Avec Nos derniers festins, Chantal Pelletier nous emmène dans un futur proche. On est en 2044, dans une France où on ne rigole plus avec l’alimentation. L'État a imposé un permis de table à points. La perte des points – pour avoir mangé trop gras, trop sucré ou pour quelques verres de trop – peut entraîner la perte de la protection sociale.

Les conflits sont de plus en plus violents entre différentes tribus vegans, omnivores et toutes sortes de militants intransigeants. C'est dans ce contexte qu'un cuisinier est retrouvé mort ébouillanté dans sa blanquette de veau. Et pourtant Chantal Pelletier nous propose un roman très sérieux.

"Ne plus payer pour des gens qui feraient des excès, c'est vraiment dans notre société d'aujourd'hui. On voit déjà ça, c'est-à-dire qu'on parle toujours de ce déficit de la Sécurité sociale dont les gens abuseraient.

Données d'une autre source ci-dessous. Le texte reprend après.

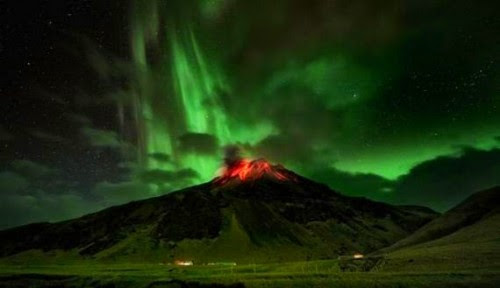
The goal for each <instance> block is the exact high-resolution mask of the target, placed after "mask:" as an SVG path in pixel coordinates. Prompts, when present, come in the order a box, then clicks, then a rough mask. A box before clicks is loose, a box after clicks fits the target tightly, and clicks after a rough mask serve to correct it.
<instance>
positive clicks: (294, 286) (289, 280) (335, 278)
mask: <svg viewBox="0 0 500 288" xmlns="http://www.w3.org/2000/svg"><path fill="white" fill-rule="evenodd" d="M377 261H378V260H377ZM377 261H375V262H377ZM365 265H366V260H360V261H347V262H344V261H338V260H327V261H310V262H292V263H280V264H265V265H252V264H250V265H238V266H208V265H199V266H197V265H195V266H191V267H178V266H175V265H171V264H170V265H169V264H134V263H129V264H109V265H106V264H102V263H91V262H89V263H81V264H79V265H77V264H67V265H55V264H54V265H12V264H2V265H0V287H46V286H50V287H216V286H210V285H211V284H210V283H219V284H223V285H226V286H219V287H231V286H232V285H233V286H234V287H255V288H257V287H259V288H260V287H498V286H497V283H500V274H499V273H498V271H494V270H490V271H488V270H474V271H472V270H471V271H453V272H450V271H433V272H384V271H377V272H374V271H372V272H360V271H356V270H362V269H363V267H364V266H365ZM370 265H377V263H371V264H370ZM346 266H347V267H350V268H351V269H350V270H349V269H347V270H346V269H345V267H346ZM372 268H373V267H372ZM342 271H344V272H342ZM346 271H349V272H346ZM238 283H239V284H238ZM200 285H201V286H200ZM203 285H207V286H203Z"/></svg>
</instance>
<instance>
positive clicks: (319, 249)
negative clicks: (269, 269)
mask: <svg viewBox="0 0 500 288" xmlns="http://www.w3.org/2000/svg"><path fill="white" fill-rule="evenodd" d="M437 216H438V215H437V213H435V212H433V211H432V210H430V209H427V208H423V207H416V206H392V205H388V204H384V203H379V202H374V201H371V200H368V199H365V198H357V197H348V196H345V195H342V194H340V193H338V192H336V191H333V190H332V189H330V188H329V187H327V186H326V185H323V184H320V183H316V182H314V181H311V180H309V179H306V178H304V177H302V176H300V175H297V174H295V173H293V172H292V171H289V170H287V169H285V168H284V167H282V166H279V165H271V164H270V163H269V162H267V161H265V160H254V161H250V160H239V161H237V162H235V163H233V165H231V166H230V167H228V168H226V169H225V171H224V173H223V174H222V176H220V177H217V178H215V179H214V180H212V181H210V182H208V183H204V184H201V185H198V186H193V187H189V188H186V189H183V190H180V191H176V192H173V193H170V194H166V195H164V196H160V197H156V198H151V199H147V200H142V201H135V202H130V203H128V204H125V205H121V206H115V207H111V208H108V209H105V210H102V211H100V212H97V213H93V214H89V215H86V216H83V217H80V218H77V219H73V220H68V221H63V222H59V223H36V224H30V225H26V226H21V227H17V228H12V229H8V230H4V231H1V232H0V247H1V250H0V257H3V258H4V259H11V260H12V261H14V260H15V259H25V258H24V257H31V258H30V259H33V257H34V256H33V255H38V256H40V255H41V256H40V257H56V256H54V255H57V257H66V256H67V259H82V258H83V259H95V260H103V261H114V260H121V261H127V260H128V261H140V262H155V263H157V262H164V261H169V262H171V261H174V260H176V259H188V260H191V261H194V262H195V263H207V262H223V261H225V262H227V261H230V262H238V263H259V262H272V261H292V260H307V259H326V258H333V257H337V256H338V255H345V254H352V253H355V252H361V253H369V252H371V251H375V250H378V249H380V248H383V247H387V246H390V245H391V244H394V243H396V242H397V241H398V240H401V239H403V238H405V237H406V236H408V235H410V234H411V233H413V232H414V231H416V230H417V229H418V228H420V227H422V226H423V225H425V224H426V223H428V222H429V221H431V220H432V219H434V218H435V217H437ZM61 255H62V256H61ZM44 259H45V258H44Z"/></svg>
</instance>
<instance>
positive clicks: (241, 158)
mask: <svg viewBox="0 0 500 288" xmlns="http://www.w3.org/2000/svg"><path fill="white" fill-rule="evenodd" d="M242 158H243V157H242V153H241V148H240V147H239V146H237V145H228V146H226V147H224V164H225V165H226V166H228V167H230V166H232V165H234V164H235V163H237V162H238V161H240V160H241V159H242Z"/></svg>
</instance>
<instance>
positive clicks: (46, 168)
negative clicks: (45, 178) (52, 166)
mask: <svg viewBox="0 0 500 288" xmlns="http://www.w3.org/2000/svg"><path fill="white" fill-rule="evenodd" d="M11 167H12V170H13V171H14V172H16V173H18V174H20V175H22V176H24V177H26V178H27V179H29V180H34V179H40V178H47V177H51V176H55V175H57V174H58V173H59V170H57V169H55V168H52V167H49V166H46V165H43V164H41V163H37V162H33V161H30V160H14V161H12V163H11Z"/></svg>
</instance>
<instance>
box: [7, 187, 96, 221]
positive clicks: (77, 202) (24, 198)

Il est facile d'imaginer qu'un jour si on fume, on n'aura plus le droit à la Sécurité sociale, explique Chantal Pelletier. C'est pareil pour l'alimentaire, c'est-à-dire un permis de table à points comme le permis de conduire. Donc si on a du cholestérol, on est obligé de manger selon la règle. Autrement, on perd ses points et on perd la Sécurité sociale."

Une écriture sensuelle, charnelle, riche

Nos derniers festins est un roman qui parle donc de contrôle social des individus. Mais c'est aussi un roman qui pose un regard très acéré sur ce qu'est l'alimentation et plus généralement la façon de se nourrir. Chantal Pelletier utilise l'humour mais aussi une écriture très sensuelle, charnelle, très riche pour nous parler de cuisine et d’aliments.

"C'est parce qu'on ne peut jamais décrire le goût des choses. Vous allez dire : "décrivez-moi le goût d'une fraise", c'est indescriptible. On ne peut pas le décrire vraiment avec des mots. Donc on est obligé de tourner autour, d'inventer des expressions, des métaphores et on compare. Et en fait, on est dans une langue justement très vivante parce que ce n'est pas un vocabulaire technique. C'est une langue qui tourne autour de la saveur. Et le jour où on ne mangera que des gélules, des capsules, des flacons, il y aura un appauvrissement de la langue et pas seulement de la langue gourmande", pense l'auteure.

Le roman policier en général est truffé de héros gourmands ou cuisiniers. Les auteurs fins gourmets sont légions. Et dans le lot, il y a donc Chantal Pelletier qui a déjà beaucoup écrit avec talent et inventivité sur la cuisine. Nos Derniers Festins en est une nouvelle illustration.